In cases in which a higher percentage of visits focused on treatment decisions, there was a reduction in the odds of patients receiving new chemotherapy (OR =.56, P = .02), undergoing hospitalization (OR = .62, P = .001), or being admitted to the emergency department ( P = .04) in the 60 days prior to death.
Advance care planning was associated with increased odds of receiving hospice care (OR, 1.85, P = .02) and of death at home (OR, 1.35, P = .04). “This association was also consistent with the hypothesis that clinicians may promote comfort at death through advance care planning,” Dr Hoerger noted.
The Individual Patient
In a discussion of the study, Keith M. Swetz, MD, an associate professor of medicine at the University of Alabama and section chief of palliative care, Birmingham VA Medical Center, noted that this study sought to gain a clear understanding of what palliative care is and how it works.
The authors identified what they saw as key elements that are essential to good palliative care, he noted.
“But what makes a successful palliative care intervention may or may not include those interventions,” Dr Swetz said. “It really comes down to the patient, and while we are looking for some consistency, we are dealing with individual patients with individual needs.

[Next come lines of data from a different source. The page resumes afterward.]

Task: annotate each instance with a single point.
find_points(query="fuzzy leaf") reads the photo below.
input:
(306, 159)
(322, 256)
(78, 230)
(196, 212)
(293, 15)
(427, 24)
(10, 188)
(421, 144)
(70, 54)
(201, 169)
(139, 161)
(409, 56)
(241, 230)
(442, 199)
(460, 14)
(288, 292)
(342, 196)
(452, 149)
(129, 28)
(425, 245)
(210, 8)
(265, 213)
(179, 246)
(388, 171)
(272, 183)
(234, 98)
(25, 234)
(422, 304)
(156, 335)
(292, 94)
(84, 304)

“We want to make sure that we address their needs and give them the opportunity to have those needs met,” he added.
Dr Swetz also pointed out that it is necessiary to identify goals of care. “What may be needed for one patient may not be helpful for another, and not effective,” he said. “We really need a clear understanding of what their goals are in order to design patient-centered care.”
A Louisiana clinical and translational science visiting scholar grant was funded by the National Institute of Nursing Research and the National Institute of General Medical Sciences. Dr Hoerger and Dr Swetz have disclosed no relevant financial relationships.
Palliative Care in Oncology Symposium (PCOS) 2017. Abstract 154, presented October 27, 2017.